Başbakan Yardımcısı ve Dışişleri Bakanı Kudret Özersay, katıldığı bir televizyon programında son yıllarda çözümden önce Kıbrıs’taki ve bölgedeki taraflar arasında işbirliği yapılmasını dile getirdiklerini, dünyanın da giderek bu noktaya gelmeye başladığını vurguladı.
“Somut bir ilerleme elde etmek için kapsamlı çözümü beklemeye gerek yoktur” diyen Özersay, “Kıbrıs’ta çözüm, çözümden önce işbirliği ile mümkün” vurgusu yaptı.
Özersay, Kıbrıs sorununa ilişkin ortaya koydukları vizyonla, Birleşmiş Milletler’in son iki raporunda yer alan ifadelerin ve Avrupa Birliği yetkililerin yaptığı tespitlerin birbiriyle örtüştüğünü ifade etti.

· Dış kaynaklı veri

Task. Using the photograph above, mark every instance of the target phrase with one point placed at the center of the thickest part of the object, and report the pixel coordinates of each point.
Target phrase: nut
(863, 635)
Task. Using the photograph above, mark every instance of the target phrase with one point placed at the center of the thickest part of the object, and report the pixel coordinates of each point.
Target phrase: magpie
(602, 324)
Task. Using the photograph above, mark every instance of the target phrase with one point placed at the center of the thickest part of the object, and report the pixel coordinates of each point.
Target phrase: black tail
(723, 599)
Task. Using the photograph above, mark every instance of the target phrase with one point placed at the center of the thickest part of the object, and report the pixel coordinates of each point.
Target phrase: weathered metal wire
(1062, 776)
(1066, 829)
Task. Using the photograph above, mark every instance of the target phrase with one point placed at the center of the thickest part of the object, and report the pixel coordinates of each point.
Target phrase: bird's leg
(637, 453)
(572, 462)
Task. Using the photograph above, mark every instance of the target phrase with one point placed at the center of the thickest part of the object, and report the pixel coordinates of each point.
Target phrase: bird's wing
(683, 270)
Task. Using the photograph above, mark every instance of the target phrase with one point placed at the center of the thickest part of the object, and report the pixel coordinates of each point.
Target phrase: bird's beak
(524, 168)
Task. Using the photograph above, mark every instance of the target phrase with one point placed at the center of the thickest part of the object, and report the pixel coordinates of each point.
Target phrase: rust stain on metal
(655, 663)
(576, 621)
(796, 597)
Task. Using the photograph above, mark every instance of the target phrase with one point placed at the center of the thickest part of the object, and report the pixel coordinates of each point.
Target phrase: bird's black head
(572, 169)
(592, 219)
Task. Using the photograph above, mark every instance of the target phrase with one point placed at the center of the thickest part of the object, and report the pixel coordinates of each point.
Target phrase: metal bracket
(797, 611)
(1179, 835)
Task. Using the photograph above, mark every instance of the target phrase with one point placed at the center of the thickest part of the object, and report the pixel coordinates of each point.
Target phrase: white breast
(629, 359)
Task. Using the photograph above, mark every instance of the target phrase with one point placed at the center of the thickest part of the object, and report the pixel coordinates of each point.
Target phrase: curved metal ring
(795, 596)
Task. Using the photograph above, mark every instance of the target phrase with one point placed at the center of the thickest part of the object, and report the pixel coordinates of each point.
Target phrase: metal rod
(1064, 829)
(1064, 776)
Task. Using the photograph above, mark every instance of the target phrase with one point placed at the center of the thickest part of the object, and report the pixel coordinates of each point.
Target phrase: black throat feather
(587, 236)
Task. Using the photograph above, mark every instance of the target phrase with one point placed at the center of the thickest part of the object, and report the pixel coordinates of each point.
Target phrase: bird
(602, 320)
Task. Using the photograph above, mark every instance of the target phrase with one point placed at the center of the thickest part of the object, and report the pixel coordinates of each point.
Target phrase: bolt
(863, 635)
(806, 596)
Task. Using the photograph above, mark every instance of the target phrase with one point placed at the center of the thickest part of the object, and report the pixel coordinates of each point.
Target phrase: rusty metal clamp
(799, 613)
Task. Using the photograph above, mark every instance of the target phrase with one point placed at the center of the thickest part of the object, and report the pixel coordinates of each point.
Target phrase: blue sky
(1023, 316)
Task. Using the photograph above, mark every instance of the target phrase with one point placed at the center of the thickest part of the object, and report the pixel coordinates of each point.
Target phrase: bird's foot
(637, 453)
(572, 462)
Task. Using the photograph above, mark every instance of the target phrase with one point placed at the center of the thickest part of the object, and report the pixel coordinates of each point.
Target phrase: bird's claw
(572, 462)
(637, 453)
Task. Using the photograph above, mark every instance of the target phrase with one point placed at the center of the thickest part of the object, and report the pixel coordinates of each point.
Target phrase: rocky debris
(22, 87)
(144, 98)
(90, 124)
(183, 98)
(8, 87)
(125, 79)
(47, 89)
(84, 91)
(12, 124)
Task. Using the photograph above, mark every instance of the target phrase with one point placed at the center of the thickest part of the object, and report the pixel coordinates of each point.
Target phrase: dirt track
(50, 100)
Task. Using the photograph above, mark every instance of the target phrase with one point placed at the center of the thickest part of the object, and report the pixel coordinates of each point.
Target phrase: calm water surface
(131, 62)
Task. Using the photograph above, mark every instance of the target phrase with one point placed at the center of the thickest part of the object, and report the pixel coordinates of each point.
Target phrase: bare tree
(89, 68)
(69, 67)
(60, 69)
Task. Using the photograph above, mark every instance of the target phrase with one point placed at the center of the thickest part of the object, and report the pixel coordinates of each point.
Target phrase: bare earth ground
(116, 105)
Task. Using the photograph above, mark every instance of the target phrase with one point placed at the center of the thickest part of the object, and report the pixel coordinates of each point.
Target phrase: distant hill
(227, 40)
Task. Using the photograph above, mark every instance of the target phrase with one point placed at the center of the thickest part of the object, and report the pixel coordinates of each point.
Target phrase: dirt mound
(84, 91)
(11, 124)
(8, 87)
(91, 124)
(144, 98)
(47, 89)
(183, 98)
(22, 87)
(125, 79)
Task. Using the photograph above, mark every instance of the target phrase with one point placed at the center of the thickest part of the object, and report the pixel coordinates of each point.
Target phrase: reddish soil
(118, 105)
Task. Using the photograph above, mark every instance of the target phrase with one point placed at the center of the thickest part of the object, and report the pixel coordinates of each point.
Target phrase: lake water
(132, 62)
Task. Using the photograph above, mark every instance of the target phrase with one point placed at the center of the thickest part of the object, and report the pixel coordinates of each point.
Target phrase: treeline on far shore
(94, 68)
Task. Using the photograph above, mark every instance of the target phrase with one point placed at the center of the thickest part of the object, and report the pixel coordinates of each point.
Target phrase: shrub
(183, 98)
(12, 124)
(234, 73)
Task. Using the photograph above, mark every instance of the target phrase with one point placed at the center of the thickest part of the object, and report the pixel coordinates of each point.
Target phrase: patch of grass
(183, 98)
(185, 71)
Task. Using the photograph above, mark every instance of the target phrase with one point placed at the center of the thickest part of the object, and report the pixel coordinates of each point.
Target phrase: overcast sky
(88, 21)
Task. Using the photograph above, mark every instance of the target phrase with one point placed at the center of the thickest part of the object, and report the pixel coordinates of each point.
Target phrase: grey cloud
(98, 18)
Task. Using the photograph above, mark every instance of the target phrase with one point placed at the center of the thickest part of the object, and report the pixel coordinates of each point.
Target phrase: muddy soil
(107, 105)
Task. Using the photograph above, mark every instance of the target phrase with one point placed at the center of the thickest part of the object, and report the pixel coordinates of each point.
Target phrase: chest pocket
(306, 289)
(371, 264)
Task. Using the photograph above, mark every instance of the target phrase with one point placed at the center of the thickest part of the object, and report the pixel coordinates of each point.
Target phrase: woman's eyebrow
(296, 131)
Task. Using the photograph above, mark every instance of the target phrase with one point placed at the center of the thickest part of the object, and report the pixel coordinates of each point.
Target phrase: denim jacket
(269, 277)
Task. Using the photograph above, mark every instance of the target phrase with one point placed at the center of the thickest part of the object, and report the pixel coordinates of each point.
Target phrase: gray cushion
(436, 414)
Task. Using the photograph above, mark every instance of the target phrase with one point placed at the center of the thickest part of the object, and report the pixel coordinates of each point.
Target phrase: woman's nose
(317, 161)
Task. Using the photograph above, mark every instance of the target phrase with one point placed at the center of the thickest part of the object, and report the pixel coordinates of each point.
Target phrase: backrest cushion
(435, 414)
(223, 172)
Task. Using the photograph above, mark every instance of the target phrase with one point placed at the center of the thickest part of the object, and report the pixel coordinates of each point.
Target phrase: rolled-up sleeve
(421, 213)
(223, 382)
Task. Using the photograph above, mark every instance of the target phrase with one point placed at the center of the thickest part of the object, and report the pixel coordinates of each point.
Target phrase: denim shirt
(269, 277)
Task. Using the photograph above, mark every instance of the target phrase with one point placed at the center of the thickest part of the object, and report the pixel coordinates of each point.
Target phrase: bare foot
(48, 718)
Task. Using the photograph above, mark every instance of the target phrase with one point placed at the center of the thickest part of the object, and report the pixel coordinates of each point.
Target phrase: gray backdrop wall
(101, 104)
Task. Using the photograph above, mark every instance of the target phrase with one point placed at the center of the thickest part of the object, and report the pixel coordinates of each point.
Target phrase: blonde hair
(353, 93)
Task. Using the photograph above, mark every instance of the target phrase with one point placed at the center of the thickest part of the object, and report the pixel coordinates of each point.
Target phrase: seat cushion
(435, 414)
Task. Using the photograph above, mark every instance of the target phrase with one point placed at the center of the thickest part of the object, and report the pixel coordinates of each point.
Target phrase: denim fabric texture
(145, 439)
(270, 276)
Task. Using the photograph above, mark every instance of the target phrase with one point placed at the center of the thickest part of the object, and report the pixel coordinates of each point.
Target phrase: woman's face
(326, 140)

Özersay, yaşanan süreci ve çizdikleri yolu şu sözlerle aktardı:
“Çözümden önce de doğalgaz vb. konularda işbirliği yapılması gerektiğini, bunun mümkün olduğunu, taraflar birbirini tanımasa da bunun olabileceğini söylemiş, böyle bir çerçeve koymuştuk ortaya. Sonrasında bu BM’nin kendi raporuna yansıdı. BM’nin son iki raporunda ‘Ada’daki taraflar ve diğer ilgili bütün taraflar Kıbrıs’ta çözümden önce tanımaya-tanımamaya takılmaksızın diyalog ve işbirliği yapmalıdır’ ifadesi tekrar edildi. Bu bizim bir süredir ısrarla savunduğumuz, yavaş yavaş da yer etmeye başlayan bir fikirdir. Avrupa Birliği yetkilileri de artık bu tespiti yapıyor. İki yıl önce söylediğimize geliyorlar. Bütün hayatımızı, bütün Doğu Akdeniz’deki gelişmeleri Kıbrıs’taki çözüme endekslemek hatadır. Yeni kapılar aralamalıyız. Kıbrıs’ta kapsamlı bir çözüm arayışı devam ederken buna paralel bir biçimde iki taraf arasındaki güvene yardımcı olacak, Kıbrıs Rum tarafını paylaşmaya hazır hale getirebilecek ve çatışma riskini ortadan kaldıracak bir işbirliği başlatmamız lazım. Bu dediğimiz doğalgaz gibi kritik konularda daha zor olur belki ama imkansız değildir.”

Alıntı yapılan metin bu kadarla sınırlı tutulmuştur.